その結果、太陽光発電に求められる価値も、単なる発電量の最大化から、
- 空間との親和性
- 周辺用途との共存
- 設置条件に応じた最適化
といった複合的な視点へと広がっています。
日経BPが紹介した「Hi-MO 9」垂直設置の実例
こうした流れを象徴する事例として、日経BP の専門メディアでは、LONGiの高効率モジュール「Hi-MO 9」を用いた垂直型太陽光発電の取り組みが紹介されています。
日経BPによる紹介事例では、垂直設置型太陽光発電について、土地や地上部空間の専有面積を抑えられる点が評価されています。
農地においても、農作物の収量低下や農業機械による作業への影響を抑制しやすく、既存用途と共存しやすい設計であるとされています。
また、パネル表面が雪で覆われにくい構造であることから、積雪に強く、豪雪地帯でも導入しやすい点が挙げられています。

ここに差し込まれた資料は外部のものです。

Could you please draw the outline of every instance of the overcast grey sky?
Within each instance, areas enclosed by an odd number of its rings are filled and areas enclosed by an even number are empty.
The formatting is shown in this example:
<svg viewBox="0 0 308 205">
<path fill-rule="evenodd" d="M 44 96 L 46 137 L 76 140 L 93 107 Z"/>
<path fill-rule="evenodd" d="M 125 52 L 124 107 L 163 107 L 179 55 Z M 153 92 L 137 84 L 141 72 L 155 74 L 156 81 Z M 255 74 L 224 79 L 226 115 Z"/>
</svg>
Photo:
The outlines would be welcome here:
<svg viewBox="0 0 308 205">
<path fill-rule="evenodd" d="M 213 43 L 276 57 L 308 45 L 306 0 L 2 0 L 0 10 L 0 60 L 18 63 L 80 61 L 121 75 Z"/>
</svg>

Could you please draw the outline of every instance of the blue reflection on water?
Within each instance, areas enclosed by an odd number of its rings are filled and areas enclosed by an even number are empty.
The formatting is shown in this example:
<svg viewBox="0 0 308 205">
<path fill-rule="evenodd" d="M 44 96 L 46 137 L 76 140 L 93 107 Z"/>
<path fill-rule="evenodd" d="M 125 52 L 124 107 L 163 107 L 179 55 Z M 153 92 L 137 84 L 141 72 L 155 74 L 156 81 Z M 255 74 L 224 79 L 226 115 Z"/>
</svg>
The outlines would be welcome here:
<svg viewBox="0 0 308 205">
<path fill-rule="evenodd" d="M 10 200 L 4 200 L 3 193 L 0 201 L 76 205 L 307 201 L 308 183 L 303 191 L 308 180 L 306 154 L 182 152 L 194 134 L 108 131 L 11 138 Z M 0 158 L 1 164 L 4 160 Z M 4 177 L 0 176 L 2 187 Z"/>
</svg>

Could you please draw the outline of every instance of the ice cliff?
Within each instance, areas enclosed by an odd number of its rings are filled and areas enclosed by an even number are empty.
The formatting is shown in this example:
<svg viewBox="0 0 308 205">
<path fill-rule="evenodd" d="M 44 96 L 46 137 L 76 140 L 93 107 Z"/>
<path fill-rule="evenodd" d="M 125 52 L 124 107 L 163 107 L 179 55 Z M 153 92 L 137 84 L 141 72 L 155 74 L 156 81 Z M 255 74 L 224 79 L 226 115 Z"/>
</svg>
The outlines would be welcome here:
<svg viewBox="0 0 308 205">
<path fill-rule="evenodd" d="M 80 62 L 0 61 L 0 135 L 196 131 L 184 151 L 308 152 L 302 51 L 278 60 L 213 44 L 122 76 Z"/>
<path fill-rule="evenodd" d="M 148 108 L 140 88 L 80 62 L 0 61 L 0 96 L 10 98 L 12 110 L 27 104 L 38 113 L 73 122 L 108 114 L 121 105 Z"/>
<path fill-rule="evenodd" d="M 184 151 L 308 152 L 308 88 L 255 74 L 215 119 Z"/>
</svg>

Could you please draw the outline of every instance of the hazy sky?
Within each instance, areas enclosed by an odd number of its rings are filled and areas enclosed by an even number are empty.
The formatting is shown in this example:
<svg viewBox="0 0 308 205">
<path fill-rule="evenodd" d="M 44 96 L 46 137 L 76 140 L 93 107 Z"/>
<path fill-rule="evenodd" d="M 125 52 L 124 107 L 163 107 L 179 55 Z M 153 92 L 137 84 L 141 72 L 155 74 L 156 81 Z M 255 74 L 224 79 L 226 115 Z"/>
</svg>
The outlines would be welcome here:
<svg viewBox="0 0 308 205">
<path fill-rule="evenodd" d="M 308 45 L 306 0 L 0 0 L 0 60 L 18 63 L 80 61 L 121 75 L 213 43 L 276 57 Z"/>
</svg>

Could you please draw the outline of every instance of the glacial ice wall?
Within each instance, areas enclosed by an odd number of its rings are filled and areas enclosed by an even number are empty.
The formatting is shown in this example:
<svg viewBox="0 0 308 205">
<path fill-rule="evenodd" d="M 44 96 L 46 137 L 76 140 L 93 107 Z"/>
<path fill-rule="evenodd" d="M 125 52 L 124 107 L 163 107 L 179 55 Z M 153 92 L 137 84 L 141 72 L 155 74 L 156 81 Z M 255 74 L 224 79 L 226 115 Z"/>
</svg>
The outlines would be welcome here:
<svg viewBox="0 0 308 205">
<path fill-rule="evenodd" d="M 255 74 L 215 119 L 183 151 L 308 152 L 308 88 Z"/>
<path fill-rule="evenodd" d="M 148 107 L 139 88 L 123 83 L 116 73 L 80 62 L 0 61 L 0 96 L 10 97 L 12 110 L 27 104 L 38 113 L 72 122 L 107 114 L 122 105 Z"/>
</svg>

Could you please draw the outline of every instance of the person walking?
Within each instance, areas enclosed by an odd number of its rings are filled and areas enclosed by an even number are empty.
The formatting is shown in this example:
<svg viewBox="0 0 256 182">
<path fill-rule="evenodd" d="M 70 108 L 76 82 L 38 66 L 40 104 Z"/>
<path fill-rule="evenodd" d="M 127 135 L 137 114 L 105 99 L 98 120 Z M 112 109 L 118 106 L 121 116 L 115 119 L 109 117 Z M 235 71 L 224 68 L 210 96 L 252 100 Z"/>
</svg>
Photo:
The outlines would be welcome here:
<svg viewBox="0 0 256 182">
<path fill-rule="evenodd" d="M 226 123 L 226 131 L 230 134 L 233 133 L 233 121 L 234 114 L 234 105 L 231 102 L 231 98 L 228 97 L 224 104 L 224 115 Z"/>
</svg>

特に積雪時には、地面からの反射光を活用でき、発電量の増加が期待できる点も特長として紹介されています。
▶ 日経BP 記事:LONGi Hi-MO 9を用いた垂直型太陽光発電の事例紹介
https://project.nikkeibp.co.jp/ms/atcl/19/news/00001/05419/?ST=msb (出典:日経BP)
Hi-MO 9 の特長である BC(Back Contact)技術による高効率設計と、垂直設置というレイアウトを組み合わせることで、限られた空間条件下でも太陽光発電の導入可能性を広げる試みとして位置づけられています。
市場トレンドとしての位置づけ
垂直型太陽光発電は、すべての案件に適した万能解ではありません。しかし、
- 平地制約が大きい日本市場
- 既存用途との共存が前提となる設置環境
- 発電量だけでなく設置適合性が問われる局面
においては、現実的な選択肢の一つとして検討される段階に入っています。
まとめ
日本はすでに、世界でも有数の高密度太陽光市場です。だからこそ今後は、「どれだけ増やすか」ではなく、「どのように組み込むか」がより重要になります。
日経BP が紹介した Hi-MO 9 の垂直設置事例は、その問いに対する一つの実践的なアプローチと言えるでしょう。垂直型太陽光発電と高効率モジュールの組み合わせは、今後の日本市場において、用途や条件に応じた選択肢を広げていく存在として注目されます。